Bruce held out his hand but Davy just looked at it. “Sorry, gov. Let’s build that trust thing slowly, right?”

Over the next week, Davy and Bruce made a point of being seen everywhere together—restaurants, premieres and various Hollywood functions and ceremonies. Every night they were out driving in the familiar car whose name they argued over constantly! Mama made sure that word got out to all the right gossip columnists that the pair were huddling together closely to work on ideas for a top secret film project. In a town like Hollywood, far stranger things have happened in the name of art. No one would be the least bit suspicious of seeing the two unlikely pals together around town.

Behind the scenes, however, they were being given daily briefings on their real mission. Davy was sitting awkwardly across a comfy chair in front of the television watching a rerun of GILLIGAN’S ISLAND when Bruce called out from the next room, “Have you heard anything from our contact yet?”

“I called the number half an hour ago and left a message with someone. They said he was on his way.”

“Ding DONG!”

“That must be him, now. You wanna get that?”

“Me? I’m working out in here,” called Bruce back from the next room, “trying to keep myself limber. You get it this time!” Davy scowled in Bruce’s direction and jumped up from his comfortable sprawl.

“Ding-DONG” went the apartment’s doorbell again. Davy padded across the plush lavender carpet and peeked out through the peephole in the door.

“Oh my gosh!” he said as he opened the door to see actor Bob Denver.

“You rang?”

“I was just watchin’ you on telly!”

Bob looked across the room and saw himself splashing into a lagoon in fading color before it cut to a commercial. “Oh, groovy! I’ll probably get a buck or two in residuals. That thing runs so often I hardly see any money from it anymore.”
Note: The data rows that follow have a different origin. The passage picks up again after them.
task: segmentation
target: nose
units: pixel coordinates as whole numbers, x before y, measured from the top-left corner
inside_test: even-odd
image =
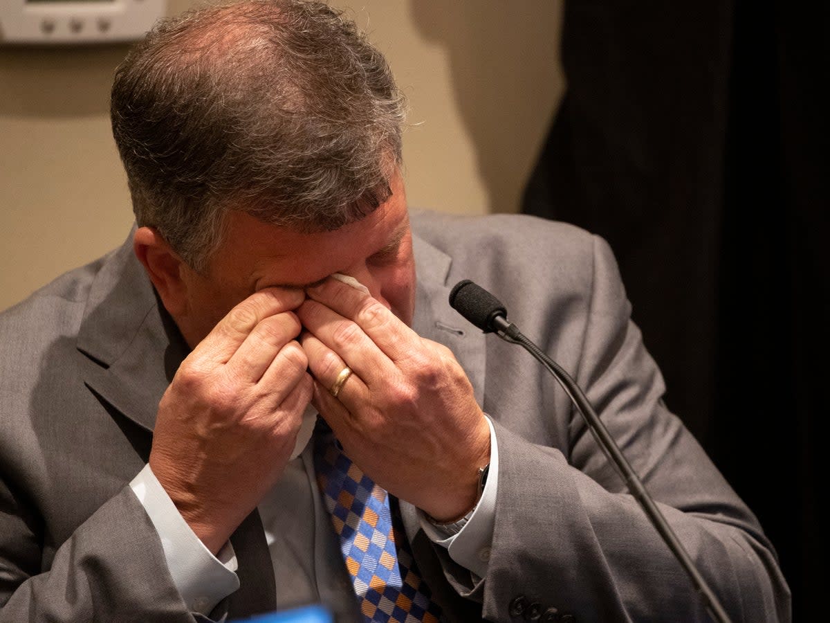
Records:
[[[344,274],[354,277],[369,288],[369,292],[372,295],[373,298],[379,301],[387,309],[392,308],[389,302],[383,297],[382,293],[382,283],[378,276],[373,272],[372,269],[366,265],[365,262],[360,262],[350,266],[349,270],[344,271]]]

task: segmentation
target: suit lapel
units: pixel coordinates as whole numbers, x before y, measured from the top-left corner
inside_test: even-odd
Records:
[[[137,425],[125,432],[134,447],[144,449],[146,461],[159,401],[189,349],[133,255],[131,239],[105,258],[93,282],[77,347],[85,356],[81,365],[86,385],[110,413]],[[256,510],[231,543],[240,580],[229,600],[231,616],[274,610],[273,567]]]
[[[485,335],[450,307],[447,282],[452,259],[418,236],[413,238],[417,286],[413,328],[422,337],[452,351],[472,384],[476,400],[484,401]]]
[[[429,243],[415,236],[417,290],[413,328],[422,337],[443,344],[452,351],[472,385],[476,400],[484,401],[486,341],[485,335],[472,326],[450,307],[448,282],[452,258]],[[481,618],[481,606],[461,598],[444,578],[444,571],[435,554],[434,546],[421,529],[417,510],[400,501],[401,518],[412,545],[421,573],[432,591],[432,596],[443,609],[447,621],[473,621]],[[437,546],[440,547],[440,546]]]

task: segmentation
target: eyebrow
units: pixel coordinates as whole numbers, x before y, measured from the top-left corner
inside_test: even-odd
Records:
[[[407,235],[407,231],[409,229],[409,219],[406,219],[403,223],[398,226],[398,228],[393,232],[392,238],[389,241],[384,244],[381,248],[375,251],[372,255],[382,255],[383,253],[388,253],[391,251],[397,249],[401,245],[401,242],[403,240],[403,237]],[[369,256],[372,257],[372,256]],[[311,282],[310,283],[275,283],[274,287],[295,287],[300,290],[305,290],[307,287],[315,287],[315,286],[322,285],[323,282],[329,278],[329,275],[326,275],[322,279],[318,279],[315,282]]]

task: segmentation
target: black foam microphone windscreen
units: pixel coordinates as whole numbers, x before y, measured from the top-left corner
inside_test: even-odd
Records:
[[[494,331],[493,318],[507,316],[507,310],[499,299],[469,279],[458,282],[452,288],[450,305],[485,333]]]

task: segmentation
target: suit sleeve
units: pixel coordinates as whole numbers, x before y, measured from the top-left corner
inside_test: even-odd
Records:
[[[0,478],[0,623],[207,621],[185,607],[129,487],[77,527],[45,571],[37,523]]]
[[[578,383],[732,621],[789,621],[789,592],[772,547],[663,405],[662,379],[599,238],[590,278]],[[581,416],[572,410],[569,418],[567,448],[534,444],[496,424],[499,488],[486,577],[471,581],[444,557],[447,579],[481,601],[493,621],[517,621],[510,606],[520,596],[579,621],[710,621]]]

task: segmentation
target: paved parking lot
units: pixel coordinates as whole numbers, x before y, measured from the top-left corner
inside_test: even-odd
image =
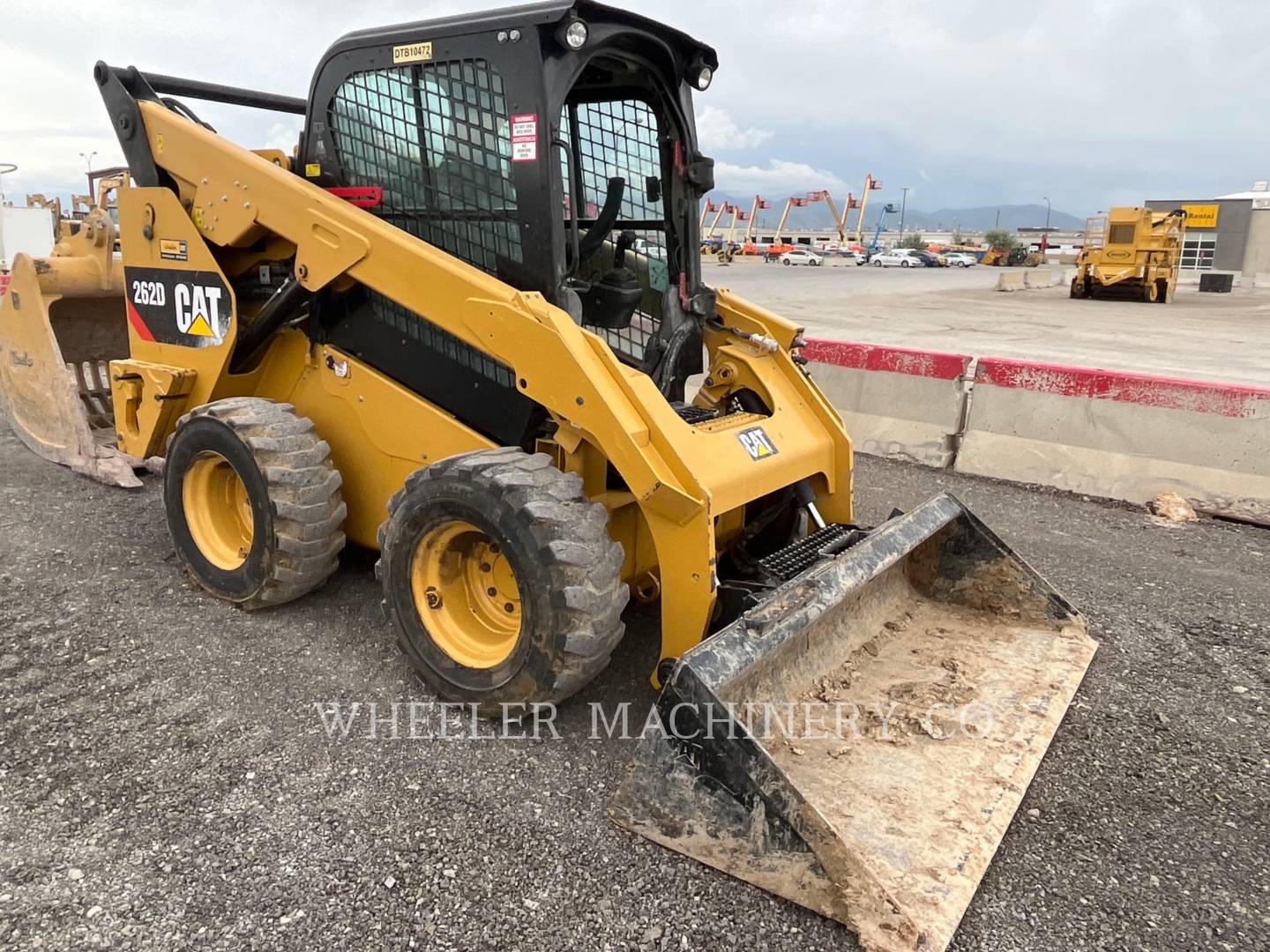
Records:
[[[954,947],[1266,947],[1270,532],[876,459],[856,486],[866,522],[955,490],[1101,642]],[[855,948],[606,820],[631,745],[585,704],[652,702],[646,619],[560,740],[331,739],[318,703],[429,699],[364,553],[235,611],[182,575],[156,480],[6,428],[0,527],[0,946]]]
[[[993,291],[998,268],[705,264],[706,281],[801,321],[813,336],[1270,386],[1270,289],[1171,305],[1072,301],[1066,287]]]

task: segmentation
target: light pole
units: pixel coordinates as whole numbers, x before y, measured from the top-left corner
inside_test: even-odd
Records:
[[[4,206],[4,176],[10,171],[18,171],[18,166],[13,162],[0,162],[0,207]]]

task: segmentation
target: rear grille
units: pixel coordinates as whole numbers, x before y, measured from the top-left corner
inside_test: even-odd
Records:
[[[1132,245],[1135,226],[1133,222],[1116,222],[1107,228],[1109,245]]]
[[[852,534],[857,538],[851,538]],[[779,552],[763,556],[758,560],[758,564],[770,575],[781,581],[789,581],[795,575],[806,571],[820,561],[824,557],[822,555],[823,550],[832,546],[836,552],[841,552],[864,537],[865,533],[855,526],[826,526],[806,538],[791,542]]]

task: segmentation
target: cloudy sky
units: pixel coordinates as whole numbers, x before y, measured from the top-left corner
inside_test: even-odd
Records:
[[[83,192],[80,154],[121,161],[93,62],[304,95],[324,50],[472,0],[4,0],[3,187]],[[1270,178],[1270,4],[636,0],[711,43],[698,98],[720,189],[834,195],[871,171],[914,208],[1036,203],[1083,216]],[[222,133],[290,150],[297,122],[198,105]]]

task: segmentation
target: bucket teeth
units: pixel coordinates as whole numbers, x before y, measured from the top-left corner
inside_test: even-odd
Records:
[[[687,652],[610,815],[865,948],[942,949],[1095,647],[936,496]]]

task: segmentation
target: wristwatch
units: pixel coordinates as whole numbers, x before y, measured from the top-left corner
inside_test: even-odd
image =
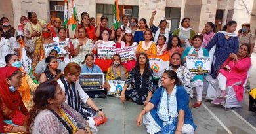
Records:
[[[100,112],[100,111],[102,111],[102,109],[98,109],[98,110],[96,110],[96,112]]]

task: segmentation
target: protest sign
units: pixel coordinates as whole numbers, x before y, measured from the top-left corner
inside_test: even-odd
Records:
[[[64,49],[64,47],[67,46],[67,42],[68,42],[64,41],[43,44],[45,57],[47,56],[47,54],[49,54],[52,49],[54,49],[58,52],[58,57],[66,56],[67,55],[67,51]]]
[[[117,80],[109,80],[108,84],[110,86],[110,89],[108,91],[108,95],[120,97],[125,82]]]
[[[186,68],[191,73],[211,73],[211,58],[187,56],[186,60]]]
[[[103,73],[81,73],[79,82],[85,91],[103,90]]]

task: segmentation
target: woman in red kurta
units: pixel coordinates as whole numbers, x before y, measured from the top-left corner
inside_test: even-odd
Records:
[[[0,133],[26,132],[23,126],[28,115],[16,89],[21,84],[22,72],[15,67],[0,68]],[[11,120],[14,125],[4,120]]]
[[[240,46],[237,54],[231,53],[222,67],[219,71],[217,76],[218,86],[221,90],[221,95],[211,101],[212,103],[219,105],[226,101],[227,93],[226,88],[232,86],[236,92],[238,101],[243,100],[244,87],[247,71],[251,65],[251,59],[249,57],[251,47],[248,44]],[[239,84],[237,84],[239,83]]]

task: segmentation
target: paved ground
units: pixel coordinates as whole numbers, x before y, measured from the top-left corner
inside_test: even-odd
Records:
[[[256,87],[256,54],[252,56],[251,87]],[[195,100],[193,100],[193,103]],[[118,97],[95,99],[105,112],[108,120],[98,127],[99,134],[146,134],[144,126],[136,126],[136,118],[143,108],[131,102],[122,105]],[[244,107],[226,111],[223,107],[209,102],[203,102],[200,109],[192,108],[194,121],[198,126],[198,134],[255,134],[256,114],[247,110],[248,96],[246,94]]]

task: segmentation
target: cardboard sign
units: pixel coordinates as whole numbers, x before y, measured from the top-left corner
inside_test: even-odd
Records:
[[[83,90],[85,91],[103,90],[103,73],[81,73],[79,80]]]
[[[211,73],[211,58],[187,56],[186,61],[186,68],[191,73]]]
At that moment, Bruce came in toweling himself off. “You? You are our contact today?”

“Yup. Lovable ol’ me. Cass can be very persuasive and hey, it’s good money when the parts aren’t coming. Also she scored me tickets to see CSN last month!”

Davy waved the lanky Denver into the room and toward a table.  “SKIPPERRR!” echoed his voice from the past.

“Can we turn that off, please?”

“Oh, sorry.” Bruce walked over to the television in the corner to click it off.

“Cass said this would be the last briefing—the big one,” Davy noted.

“Yup.” As he sat at the marble-topped table, Bob pulled several large manila envelopes out of his bag and out of each, some large black and white photographs. “Today’s Saturday. Prince Achmendat is arriving at the airport today at Noon on a private chartered flight from Kazbistan. His prize stallion will be taken immediately to the track to be put on exhibition before Sunday’s race.”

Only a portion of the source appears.